しかし、被相続人が健在のうちに親族間で相続についての話し合いをしている家庭は、ごくわずかです。日本財団の調査によると、「生前に相続の準備を進めていなかった」と回答した人の割合は8割にものぼります。
相続が発生するのは被相続人の死後なので、生前に相続の話をすると「縁起でもない」「財産を狙っているのか」と一蹴されてしまうケースもあるといいます。また、お子様側が遠慮してしまい、親御様に相続の話を持ちかけられない場合も多いでしょう。
しかし、生前に相続について話し合っておかないと、親御様の死後に親族間でトラブルが発生するリスクが高まります。資産状況も把握できないため、死後、遺された家族の負担が増してしまいます。相続においては、親と子の考え方が異なる場合も多いもの。故人の意思を尊重するためにも、遺された家族のためにも、生前にしっかり話し合いの場を設けておきましょう。
お悩み相談解決・ケース事例
ケース1:親の死後、兄弟が預貯金を勝手に使い込んでいた
お父様の死後、兄弟の1人が遺産の一部を勝手に使い込んでいたというご相談がありました。金融機関に連絡して口座凍結をするまえに、兄弟の1人が預貯金を勝手に引き出していたとのことで、大変ご立腹の様子でした。
この件では親族間の話し合いはすでに済んでおり、兄弟からの謝罪もあったとのことでした。
そこで、当社としては「遺産分割の際に、使い込んでしまった分を差し引く」という方法をご提案しました。

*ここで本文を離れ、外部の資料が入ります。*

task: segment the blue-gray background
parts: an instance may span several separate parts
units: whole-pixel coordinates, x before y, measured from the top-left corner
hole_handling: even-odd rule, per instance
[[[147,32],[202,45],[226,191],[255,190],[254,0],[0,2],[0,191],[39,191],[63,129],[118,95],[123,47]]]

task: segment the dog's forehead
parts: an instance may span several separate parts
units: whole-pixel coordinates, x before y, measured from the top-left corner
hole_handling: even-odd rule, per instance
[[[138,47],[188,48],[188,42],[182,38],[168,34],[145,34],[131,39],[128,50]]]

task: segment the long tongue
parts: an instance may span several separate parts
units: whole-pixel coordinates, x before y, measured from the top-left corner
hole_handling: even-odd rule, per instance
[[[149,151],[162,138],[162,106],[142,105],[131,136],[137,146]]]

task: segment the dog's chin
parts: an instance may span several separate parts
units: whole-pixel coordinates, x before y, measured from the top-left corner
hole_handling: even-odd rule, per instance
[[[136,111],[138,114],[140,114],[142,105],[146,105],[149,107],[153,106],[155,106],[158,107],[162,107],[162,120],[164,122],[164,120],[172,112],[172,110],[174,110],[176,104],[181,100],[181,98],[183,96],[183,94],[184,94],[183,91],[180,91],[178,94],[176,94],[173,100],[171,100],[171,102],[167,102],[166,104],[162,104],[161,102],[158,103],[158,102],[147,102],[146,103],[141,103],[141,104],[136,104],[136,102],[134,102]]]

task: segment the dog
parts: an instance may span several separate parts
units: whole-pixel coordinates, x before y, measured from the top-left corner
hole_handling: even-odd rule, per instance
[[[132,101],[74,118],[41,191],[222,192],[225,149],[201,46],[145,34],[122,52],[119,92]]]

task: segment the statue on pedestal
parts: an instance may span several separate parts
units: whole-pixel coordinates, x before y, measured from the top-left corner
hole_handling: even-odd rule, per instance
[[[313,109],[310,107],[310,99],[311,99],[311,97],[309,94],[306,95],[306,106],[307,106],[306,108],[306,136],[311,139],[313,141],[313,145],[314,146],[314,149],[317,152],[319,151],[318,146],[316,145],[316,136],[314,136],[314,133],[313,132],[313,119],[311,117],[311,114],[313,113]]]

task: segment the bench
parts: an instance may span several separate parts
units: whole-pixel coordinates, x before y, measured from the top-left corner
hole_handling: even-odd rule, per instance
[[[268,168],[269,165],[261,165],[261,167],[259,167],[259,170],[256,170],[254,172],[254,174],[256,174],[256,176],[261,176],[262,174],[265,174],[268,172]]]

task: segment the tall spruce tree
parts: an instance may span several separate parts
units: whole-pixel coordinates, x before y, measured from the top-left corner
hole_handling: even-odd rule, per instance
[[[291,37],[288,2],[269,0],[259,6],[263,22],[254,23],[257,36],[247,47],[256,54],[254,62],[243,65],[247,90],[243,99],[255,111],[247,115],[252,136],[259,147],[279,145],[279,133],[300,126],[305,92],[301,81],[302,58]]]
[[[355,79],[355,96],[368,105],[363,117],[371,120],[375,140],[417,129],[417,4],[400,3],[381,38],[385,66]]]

口座の履歴から使い込んだ金額が明らかになれば、その分の遺産を差し引くことで公平性を保つことができます。
ことが裁判にまで発展すれば、兄弟の関係に修復不可能なほどのダメージが与えられる危険性も否めません。最終的には無事、和解されたとのことで、私もほっと胸をなでおろしました。
ケース2: 親族の1人が、法定相続分より多くの遺産を要求してくる
故人の兄であり、相談者様の叔父にあたる方が、決められた法定相続分より多くの遺産を要求してきて困っているというご相談でした。親族間で何度も話し合いを重ねてきたものの、「自分にはそれだけの権利がある」の一点張りで、聞き耳を持ってもらえないとのことでした。
相続税の申告・納付には期限が決められているため、これ以上話し合いが難航すると税法上のペナルティが課せられてしまう状況でした。これまでの経緯をお聞きした結果、当事者間でトラブルを解消することは難しいと考え、私が提携する弁護士を紹介させていただくことにいたしました。
結果的に、弁護士からの連絡があったことでお相手の態度は軟化していったとのことでした。行政書士資格を持つ私と弁護士の専門家チームが連携することで、早期解決に導くことができました。